Security on mission
MSF's primary objective is to bring emergency medical assistance to populations in need. To reach those who need our help the most, we often work in conflict and post-conflict regions. Each region involves different risks related to the context in which our humanitarian intervention takes place.
As an MSF field worker, you will often find yourself in an insecure environment; working in these particular regions implies an inherent risk or danger is present.
Below it is described how MSF addresses and manages these risks in humanitarian projects.
Although we accept that it is impossible to eliminate all risks, we do our utmost to manage these risks. Strict security protocols form an important part of risk management.
Before starting a new project, and throughout its period of implementation, we carry out a risk analysis. Each field mission has specific and detailed security regulations and plans in place, outlining strategies and specific security measures and responsibilities.
These protocols consider the diverse nature of risks MSF personnel in the field are facing and provide instructions that must be adhered to by all staff. Culturally sensitive behaviour is a must in all contexts and supports the acceptance of MSF.
All MSF staff must strictly observe security rules and regulations. Ultimately, your behaviour and attitude are your best safeguard. Working for MSF is a voluntary choice which should be a well-balanced and personal decision.
By working with MSF, you accept MSF’s organisational choice to work in environments with various safety and security risks. Failure to follow internal security regulations may result in dismissal.
The security procedures in the project are adjusted to the context. Based on the risk analysis carried out on the ground, each project is categorized into the 3 levels of risk as described below:
On low-risk missions, regulations may not be so strict. There may not be a curfew and you may be permitted to take public transport or even spend your vacation in the country.
In many MSF missions, there is a medium risk-level. Depending on the context, the following regulations may be in place:
- limitation on movement
- use of MSF identification
In medium risk situations, personnel are often required to report their movements and positions and to carry communications devices such as radios or mobile phones.
In some contexts, limitations regarding personal conduct and access to the local community exist. Furthermore, consumption of alcohol and the choice of clothing can be restricted as these can influence the security risks for you and/or the MSF project.
When working in an MSF project, you will be perceived as a representative of MSF and your words and actions will have an impact on your own and your team’s security. There is no time off from this responsibility.
On missions with a high risk-level, your movements may be severely restricted, and you will be required to follow very specific instructions and procedures.
In some situations, you may have to temporarily suspend your activities and travel to a safer location. In most cases, once the situation settles down, you will be able to return to your work.

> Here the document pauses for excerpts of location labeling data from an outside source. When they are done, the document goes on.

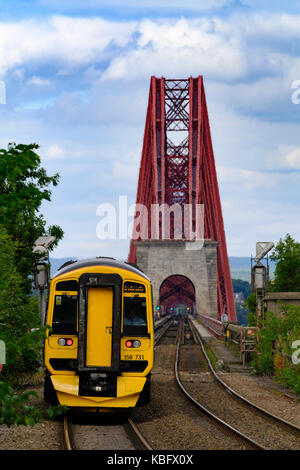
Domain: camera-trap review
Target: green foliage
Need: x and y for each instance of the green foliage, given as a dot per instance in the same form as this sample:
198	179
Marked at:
279	333
24	185
287	271
16	408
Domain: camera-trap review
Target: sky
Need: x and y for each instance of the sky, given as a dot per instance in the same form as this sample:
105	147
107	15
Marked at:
76	77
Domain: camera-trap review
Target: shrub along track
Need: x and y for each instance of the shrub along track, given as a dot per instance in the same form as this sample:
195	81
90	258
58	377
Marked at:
203	383
169	421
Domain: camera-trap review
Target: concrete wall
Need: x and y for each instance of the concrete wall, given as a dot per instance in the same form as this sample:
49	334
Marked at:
160	259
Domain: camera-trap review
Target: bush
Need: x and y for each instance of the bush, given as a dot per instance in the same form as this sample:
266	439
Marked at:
279	333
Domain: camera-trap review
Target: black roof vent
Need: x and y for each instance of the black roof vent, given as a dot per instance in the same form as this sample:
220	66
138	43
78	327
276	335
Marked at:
134	266
71	261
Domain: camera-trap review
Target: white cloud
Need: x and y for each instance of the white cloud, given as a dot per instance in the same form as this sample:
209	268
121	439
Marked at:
66	39
290	157
55	151
168	47
39	82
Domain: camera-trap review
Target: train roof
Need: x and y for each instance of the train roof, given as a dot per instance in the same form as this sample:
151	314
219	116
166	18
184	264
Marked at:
71	265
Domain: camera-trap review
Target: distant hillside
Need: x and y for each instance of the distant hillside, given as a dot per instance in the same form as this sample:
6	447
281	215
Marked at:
240	267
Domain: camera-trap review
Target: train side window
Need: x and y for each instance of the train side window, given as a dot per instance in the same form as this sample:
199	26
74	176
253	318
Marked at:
135	316
65	314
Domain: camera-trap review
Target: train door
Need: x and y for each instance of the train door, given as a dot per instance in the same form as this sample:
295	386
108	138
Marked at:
99	326
99	332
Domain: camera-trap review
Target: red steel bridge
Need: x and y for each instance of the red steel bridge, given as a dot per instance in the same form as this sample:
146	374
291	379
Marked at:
178	167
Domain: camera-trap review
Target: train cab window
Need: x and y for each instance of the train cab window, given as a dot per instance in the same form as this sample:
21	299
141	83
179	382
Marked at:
65	314
135	316
67	285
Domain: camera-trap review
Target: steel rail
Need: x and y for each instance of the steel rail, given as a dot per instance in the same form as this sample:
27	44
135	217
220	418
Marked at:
242	437
133	426
139	435
291	427
163	331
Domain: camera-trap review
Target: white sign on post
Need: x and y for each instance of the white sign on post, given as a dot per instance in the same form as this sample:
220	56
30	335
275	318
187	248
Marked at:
262	248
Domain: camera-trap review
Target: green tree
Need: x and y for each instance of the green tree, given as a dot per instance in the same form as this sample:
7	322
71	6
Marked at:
24	185
241	286
287	271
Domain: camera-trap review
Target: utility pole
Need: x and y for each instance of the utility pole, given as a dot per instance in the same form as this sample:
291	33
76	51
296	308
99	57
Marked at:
42	274
260	277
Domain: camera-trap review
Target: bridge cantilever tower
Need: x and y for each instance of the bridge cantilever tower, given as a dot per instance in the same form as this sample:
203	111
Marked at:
178	167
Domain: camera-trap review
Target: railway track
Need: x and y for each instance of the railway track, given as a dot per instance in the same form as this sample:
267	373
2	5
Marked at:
266	420
286	424
137	440
236	434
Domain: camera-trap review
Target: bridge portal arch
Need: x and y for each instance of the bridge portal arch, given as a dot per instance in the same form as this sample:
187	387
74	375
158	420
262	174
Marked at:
177	291
161	259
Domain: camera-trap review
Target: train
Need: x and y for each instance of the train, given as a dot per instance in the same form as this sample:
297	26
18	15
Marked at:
99	345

Finally, in extreme situations, insecurity may not allow you to leave a location, even though you may desperately want to leave. In these situations, it may be safer to stay put than to evacuate.
Chain of responsibility
Field workers must abide by security rules and procedures throughout their mission. There is a clear chain of responsibility regarding security management.
The project coordinator is responsible for managing team security at the project level. The head of mission is responsible for security management for the entire MSF mission in a specific country and overall responsibility lies with staff at headquarters.
Medical doctors, and sometimes nurses, may share responsibility for the health of other field workers with the medical coordinator who is based in the capital. Team members must respect and follow their instructions.
The elaborate risk management policy and procedures of MSF constitutes a responsibility shared by the staff member and the organisation.
In addition to this shared responsibility, every staff member must be able to assess the potentially negative impact of their words or actions, for themselves and for others, as a function of their role in the field.
If you do not feel comfortable with the security situation you may choose to leave the project as soon as the project coordinator or head of mission deems it safe to do so.
MSF will endeavour to ensure you are aware of the necessary precautions before your departure, but the final responsibility is yours.
MSF in no event delegates the management of security to other organisations.
You may encounter a wide range of risks while working on an MSF project. These risks can include:
Environmental hazards like disasters, disease and high levels of stress are common in MSF projects.
There are many ways to reduce the risk of diseases like malaria, TB, HIV, meningitis and hepatitis – by taking anti-malarial drugs, getting vaccinated and using condoms.
Traffic accidents are the most common cause of injury and death among field workers. Risk is increased by the unfamiliar driving habits and traffic discipline encountered in foreign countries. Traffic conditions may be especially chaotic and dangerous in conflict situations.
Due to this, MSF usually employs local drivers in the projects.
Petty crime happens everywhere, especially in crowded public places. You may become disoriented in unfamiliar surroundings and thieves can take advantage of this.
Foreign staff are also at increased risk of fraud and targeted robbery, including armed robbery and carjacking.
Violence is often a risk. Women may also be at risk of sexual violence in some circumstances and need to exercise particular caution. In extreme contexts, armed groups may engage in looting, kidnapping or attacks targeted at MSF and other NGOs.
Staff may be caught in the crossfire or be at risk of serious injury or death due to unexploded ordinance, landmines, shelling, and aerial bombardment.
Despite being diligent about security, there are no guarantees to avoid all risks. It comes down to understanding the risks, minimising these risks as much as possible, and making sure those who are taking the risks are fully informed.